Agriculture ministers meeting on Tuesday (29 January) will take stock of the European Parliament's position on Common Agriculture Policy (CAP) reform, which was being worked out yesterday and throughout today in the Parliament's agriculture committee.
Yesterday (23 January), MEPs on the committee voted on the two most important elements of CAP – direct payments and rural development. They maintained the Commission's proposal to tie 30% of direct payments to performance on three environmental measures. Member states have been considering establishing an enlarged menu of nine green options. But the MEPs voted to allow farmers to receive the funding if they have taken “equivalent measures” that achieve environmental outcomes – a variant that was not envisaged in the Commission's proposal. This would permit funding on the basis of the concept that a farm could be “green by definition”, an idea also under consideration by member states. MEPs remained in line with the Commission, however, on limits to funding: they voted to retain the proposed cap on EU funds that a farmer can receive.
The committee also voted in favour of a controversial proposal to allow farmers to receive ‘double funding' for the same action, under both the direct payments regime and the rural development regime. The Commission has warned that such double funding is illegal under EU law.
Environmental campaigners criticised the vote, alleging that the Parliamentary debate had been hijacked by agricultural interests. “If agreed upon as it stands, this will be a failed reform,” said Faustine Defossez of campaign group EEB. “In times of austerity, when governments and citizens across Europe are tightening their purse strings, it is scandalous – not to mention illegal – to expect taxpayers to pay farmers twice.”
She urged the full Parliament to reject double payments – and equivalent measures – when it votes in plenary in March.
Farmers organisation Copa-Cogeca applauded MEPs sticking to their original timeline for adopting the proposal. But the group said MEPs had not introduced enough flexibility in the greening measures. “They didn't go far enough,” said Pekka Pesonen, the group's secretary general. “By imposing these measures in a very rigid manner, we seriously undermine our production capacity potential in Europe. But at least the MEPs have recognised that the Commission's proposal doesn't work.”
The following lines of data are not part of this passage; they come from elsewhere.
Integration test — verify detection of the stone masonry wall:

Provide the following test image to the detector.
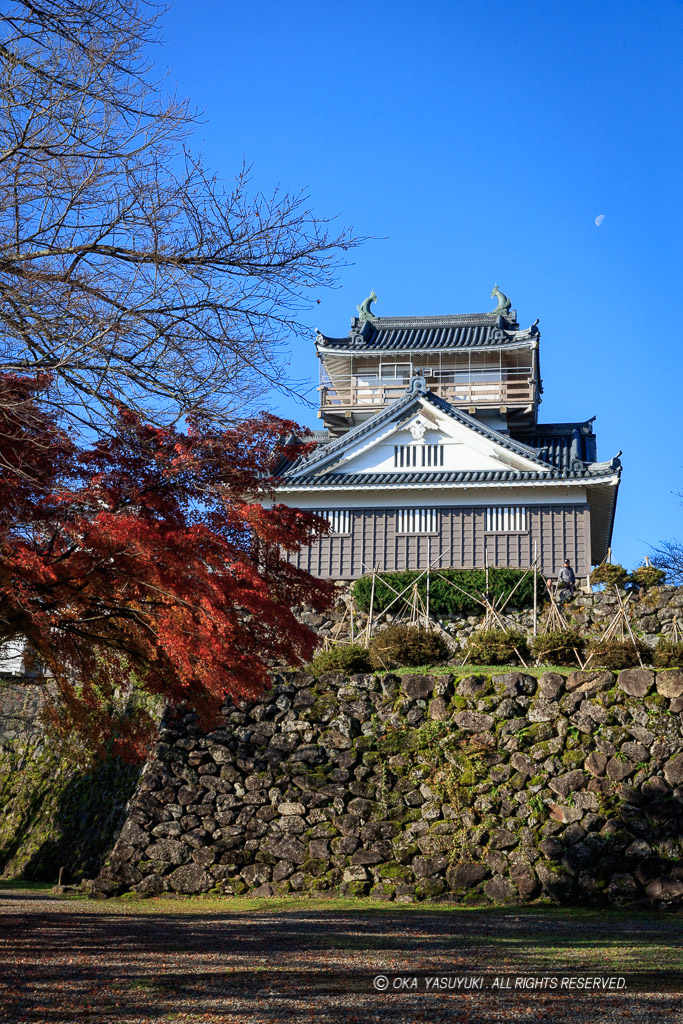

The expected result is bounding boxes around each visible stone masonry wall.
[0,681,140,882]
[96,667,683,906]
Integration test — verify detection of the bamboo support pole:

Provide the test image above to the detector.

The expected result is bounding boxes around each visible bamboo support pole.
[533,541,538,637]
[365,568,377,649]
[358,547,453,637]
[614,585,645,669]
[426,538,431,628]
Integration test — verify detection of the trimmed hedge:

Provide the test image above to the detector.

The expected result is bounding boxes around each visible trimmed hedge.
[351,568,543,618]
[586,637,649,670]
[630,566,666,590]
[590,563,629,589]
[465,629,529,666]
[652,637,683,668]
[530,629,585,667]
[309,644,373,676]
[368,625,451,671]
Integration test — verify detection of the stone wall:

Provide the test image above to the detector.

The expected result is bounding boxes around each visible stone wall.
[96,666,683,906]
[304,583,683,652]
[0,681,140,882]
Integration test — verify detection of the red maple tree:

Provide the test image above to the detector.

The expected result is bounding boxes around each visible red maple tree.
[0,373,331,758]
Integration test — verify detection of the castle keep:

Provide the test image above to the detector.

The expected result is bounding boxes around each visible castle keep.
[275,289,621,580]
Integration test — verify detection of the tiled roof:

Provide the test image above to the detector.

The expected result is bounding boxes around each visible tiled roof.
[278,389,621,488]
[315,311,540,353]
[309,430,331,444]
[279,465,621,489]
[510,420,598,468]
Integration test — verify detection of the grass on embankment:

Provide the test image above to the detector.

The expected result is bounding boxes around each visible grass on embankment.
[385,664,576,677]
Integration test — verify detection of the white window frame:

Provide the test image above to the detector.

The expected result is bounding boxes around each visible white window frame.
[396,508,439,535]
[317,509,352,535]
[485,506,528,533]
[394,444,444,469]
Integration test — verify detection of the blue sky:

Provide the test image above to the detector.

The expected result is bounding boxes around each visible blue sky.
[158,0,682,569]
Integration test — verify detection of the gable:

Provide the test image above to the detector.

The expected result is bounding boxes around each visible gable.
[291,395,548,480]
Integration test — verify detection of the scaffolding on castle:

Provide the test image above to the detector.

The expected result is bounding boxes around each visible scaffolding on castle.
[320,544,544,663]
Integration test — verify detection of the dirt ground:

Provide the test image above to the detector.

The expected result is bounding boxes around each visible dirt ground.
[0,888,681,1023]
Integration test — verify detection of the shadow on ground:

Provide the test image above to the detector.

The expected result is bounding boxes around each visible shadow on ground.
[0,893,681,1023]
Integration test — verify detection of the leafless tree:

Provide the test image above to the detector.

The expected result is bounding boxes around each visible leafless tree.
[651,539,683,586]
[0,0,359,434]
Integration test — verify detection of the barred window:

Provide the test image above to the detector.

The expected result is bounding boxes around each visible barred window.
[396,508,439,534]
[485,506,528,532]
[318,509,352,534]
[394,444,444,468]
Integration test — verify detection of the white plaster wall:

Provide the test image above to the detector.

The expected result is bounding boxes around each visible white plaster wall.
[323,414,541,476]
[269,484,590,511]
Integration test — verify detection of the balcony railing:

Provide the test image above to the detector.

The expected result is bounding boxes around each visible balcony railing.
[319,376,535,411]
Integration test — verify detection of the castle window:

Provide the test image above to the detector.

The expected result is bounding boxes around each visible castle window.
[394,444,444,468]
[423,444,444,468]
[396,508,439,534]
[318,509,352,534]
[485,506,528,532]
[394,445,419,468]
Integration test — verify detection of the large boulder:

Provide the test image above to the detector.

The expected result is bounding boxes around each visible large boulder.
[566,671,614,695]
[456,675,488,697]
[493,673,536,697]
[663,753,683,788]
[400,675,435,700]
[538,672,565,700]
[656,671,683,699]
[617,669,654,697]
[484,875,517,902]
[454,710,494,732]
[167,863,214,894]
[145,839,187,866]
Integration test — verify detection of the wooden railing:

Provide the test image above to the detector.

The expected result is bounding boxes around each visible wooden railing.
[319,377,535,410]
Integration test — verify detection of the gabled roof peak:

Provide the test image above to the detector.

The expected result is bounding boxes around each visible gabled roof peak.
[283,387,551,481]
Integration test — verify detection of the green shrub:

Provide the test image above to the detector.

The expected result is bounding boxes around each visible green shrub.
[530,629,585,667]
[465,628,529,666]
[629,566,666,590]
[586,637,649,670]
[351,568,543,618]
[308,644,373,676]
[368,625,451,670]
[652,637,683,668]
[590,562,629,589]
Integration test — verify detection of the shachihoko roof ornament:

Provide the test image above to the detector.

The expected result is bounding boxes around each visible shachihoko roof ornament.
[490,284,512,316]
[406,371,428,395]
[357,290,378,322]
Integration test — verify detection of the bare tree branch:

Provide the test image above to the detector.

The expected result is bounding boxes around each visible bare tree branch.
[0,0,363,435]
[650,539,683,586]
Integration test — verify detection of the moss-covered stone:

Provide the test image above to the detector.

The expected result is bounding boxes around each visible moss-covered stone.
[136,859,168,877]
[393,843,420,864]
[376,860,412,881]
[643,693,669,711]
[415,877,446,899]
[0,743,140,882]
[560,749,586,770]
[304,875,329,890]
[450,695,468,710]
[301,858,327,877]
[340,880,369,896]
[302,695,339,722]
[369,882,396,899]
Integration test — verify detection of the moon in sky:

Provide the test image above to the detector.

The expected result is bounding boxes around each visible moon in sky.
[594,214,605,227]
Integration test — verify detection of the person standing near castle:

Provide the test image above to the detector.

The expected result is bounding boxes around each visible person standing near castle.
[558,559,576,597]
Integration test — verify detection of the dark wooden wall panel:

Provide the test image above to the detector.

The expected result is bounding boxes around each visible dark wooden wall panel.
[283,503,591,580]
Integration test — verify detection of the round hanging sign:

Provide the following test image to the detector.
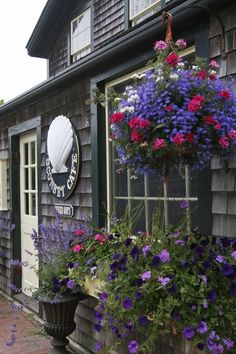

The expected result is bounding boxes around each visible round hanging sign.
[45,115,80,199]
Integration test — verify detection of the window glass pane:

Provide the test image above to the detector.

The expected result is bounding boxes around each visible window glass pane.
[84,28,90,46]
[114,169,128,196]
[25,193,29,215]
[31,194,36,216]
[190,170,198,197]
[24,143,28,165]
[30,141,35,164]
[147,172,164,197]
[31,167,36,191]
[167,172,186,197]
[114,199,128,219]
[167,201,186,227]
[149,200,164,231]
[189,202,198,230]
[24,168,29,190]
[131,201,145,233]
[130,175,144,197]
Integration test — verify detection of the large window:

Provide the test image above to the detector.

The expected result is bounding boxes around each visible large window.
[71,8,91,63]
[105,48,198,232]
[129,0,161,25]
Agriculture ministers are waiting until ongoing long-term budget talks are resolved before agreeing a position on the next period of the CAP from 2014 to 2020.
On Monday (28 January) fisheries ministers will continue discussing reform of the common fisheries policy (CFP). Simon Coveney, Ireland's minister for agriculture and fisheries, told the Parliament's fisheries committee on Tuesday (22 January) that he hopes a final agreement can be reached on CFP reform by the end of Ireland's presidency in June.
The fisheries committee adopted its opinion on the basic CFP regulation in December. The full Parliament will vote on the issue next month.
There is a dispute between the MEPs and member states over which areas of the CFP are subject to co-decision, but Coveney said the dispute should not be allowed to hold up an agreement on CFP beyond the end of the presidency.